Storage surfaces. Results and run artifacts are written to the Data Storage Stack's persistent surfaces:

  • Experiment / Artifact Storage for experiment results, performance summaries, and evaluation outputs.
  • Execution Record Storage for detailed execution traces, Order lifecycle records, and dispatch histories.

The Backtesting Stack writes to these surfaces but does not manage them. Storage organization, retention, and access governance are Data Storage Stack responsibilities.

Sweep-level structure. For parameter sweeps and batch experiments, result persistence should preserve the structured relationship between runs — which runs belong to which experiment, which parameter values were used, and how runs relate to each other in the sweep grid. This structure is what enables the Analysis Stack to perform meaningful cross-run comparison rather than treating each run as an isolated result.


Monitoring and Observability Integration

The Backtesting Stack may integrate with the Monitoring Stack for operational observability during execution. Typical concerns include:

  • Run status and progress — which runs are pending, executing, completed, or failed within a batch or sweep.
  • Execution throughput — how fast the Core Runtime is processing the historical Event stream (events per second, time-to-completion estimates).
  • Resource utilization — compute, memory, and I/O consumption during execution.
  • Error and failure visibility — runs that fail or produce unexpected outcomes should be visible promptly.

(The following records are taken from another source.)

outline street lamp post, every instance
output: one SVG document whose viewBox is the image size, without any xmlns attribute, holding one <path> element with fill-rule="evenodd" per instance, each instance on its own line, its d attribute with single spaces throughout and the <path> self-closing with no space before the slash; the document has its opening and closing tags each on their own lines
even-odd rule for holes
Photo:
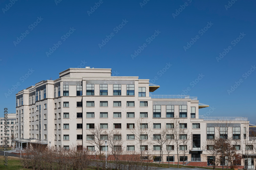
<svg viewBox="0 0 256 170">
<path fill-rule="evenodd" d="M 107 140 L 105 140 L 105 149 L 106 150 L 106 168 L 107 168 Z"/>
</svg>

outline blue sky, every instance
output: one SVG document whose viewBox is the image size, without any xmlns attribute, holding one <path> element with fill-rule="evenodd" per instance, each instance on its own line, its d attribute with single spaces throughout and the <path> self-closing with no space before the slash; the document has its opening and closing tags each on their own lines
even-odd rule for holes
<svg viewBox="0 0 256 170">
<path fill-rule="evenodd" d="M 256 123 L 255 1 L 12 2 L 0 2 L 0 116 L 15 112 L 18 91 L 86 65 L 150 79 L 161 86 L 154 94 L 183 93 L 214 109 L 199 115 Z"/>
</svg>

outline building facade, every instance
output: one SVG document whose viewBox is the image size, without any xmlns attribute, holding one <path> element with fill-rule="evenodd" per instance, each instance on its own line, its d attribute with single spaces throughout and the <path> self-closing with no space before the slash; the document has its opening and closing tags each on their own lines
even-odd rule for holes
<svg viewBox="0 0 256 170">
<path fill-rule="evenodd" d="M 92 151 L 106 149 L 110 154 L 107 142 L 106 148 L 104 143 L 99 148 L 92 144 L 96 137 L 92 132 L 98 128 L 107 134 L 117 132 L 121 135 L 118 137 L 124 141 L 120 147 L 127 151 L 150 151 L 157 156 L 155 161 L 162 158 L 157 141 L 163 129 L 170 133 L 166 137 L 172 141 L 168 146 L 163 145 L 164 162 L 185 159 L 187 163 L 196 161 L 210 166 L 212 158 L 207 143 L 217 136 L 234 139 L 241 155 L 242 148 L 248 149 L 244 141 L 249 135 L 247 118 L 200 115 L 199 109 L 206 108 L 211 112 L 214 109 L 200 103 L 196 97 L 152 95 L 159 86 L 150 84 L 149 80 L 111 74 L 110 69 L 70 68 L 60 73 L 58 79 L 42 81 L 19 91 L 16 94 L 14 141 L 17 147 L 37 143 L 57 150 L 74 145 Z M 175 122 L 178 129 L 175 133 L 180 133 L 181 141 L 187 140 L 185 144 L 173 141 L 175 134 L 172 129 Z M 146 129 L 141 146 L 136 139 L 136 128 Z M 108 139 L 105 134 L 100 138 Z M 169 157 L 167 150 L 170 150 Z"/>
<path fill-rule="evenodd" d="M 3 146 L 7 140 L 7 146 L 16 146 L 15 142 L 12 140 L 16 139 L 16 114 L 15 113 L 8 113 L 7 116 L 7 119 L 0 117 L 0 146 Z M 7 121 L 6 121 L 6 120 Z M 6 123 L 5 123 L 5 122 Z M 5 126 L 5 125 L 6 126 Z"/>
</svg>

Monitoring is a supporting capability, not a primary output of the Backtesting Stack. The Backtesting Stack emits telemetry; the Monitoring Stack consumes and presents it. The specifics of monitoring instrumentation, dashboards, and alerting thresholds are defined in monitoring documentation, not here.


Implementation Boundaries

Implementation choices, not canonical semantics. The orchestration patterns, run-definition formats, persistence structures, and monitoring integrations described here are implementation-level concerns. They do not define or modify the Core Runtime's Event, State, or lifecycle semantics.

The Core Runtime is executed, not redefined. The Backtesting Stack's implementation wraps the Core Runtime in an experiment execution environment. It does not alter the Core Runtime's processing model. Determinism, Event processing, State derivation, and all canonical processing rules are as defined in architecture and concept documents.

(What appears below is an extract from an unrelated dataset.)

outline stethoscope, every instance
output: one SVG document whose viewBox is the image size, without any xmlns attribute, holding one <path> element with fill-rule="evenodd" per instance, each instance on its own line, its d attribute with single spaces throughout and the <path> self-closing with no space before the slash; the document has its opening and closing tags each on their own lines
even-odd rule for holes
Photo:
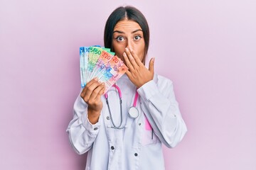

Canonical datasets are the historical basis. The implementation reads from Canonical Storage. It does not include raw data loading, validation, normalization, or promotion. Those are Data Platform responsibilities that have completed before the Backtesting Stack encounters the data.

No deployment specification. The patterns above describe design considerations and realization approaches. They do not prescribe specific compute platforms, container runtimes, cluster configurations, or infrastructure-as-code templates. Those belong in deployment documentation.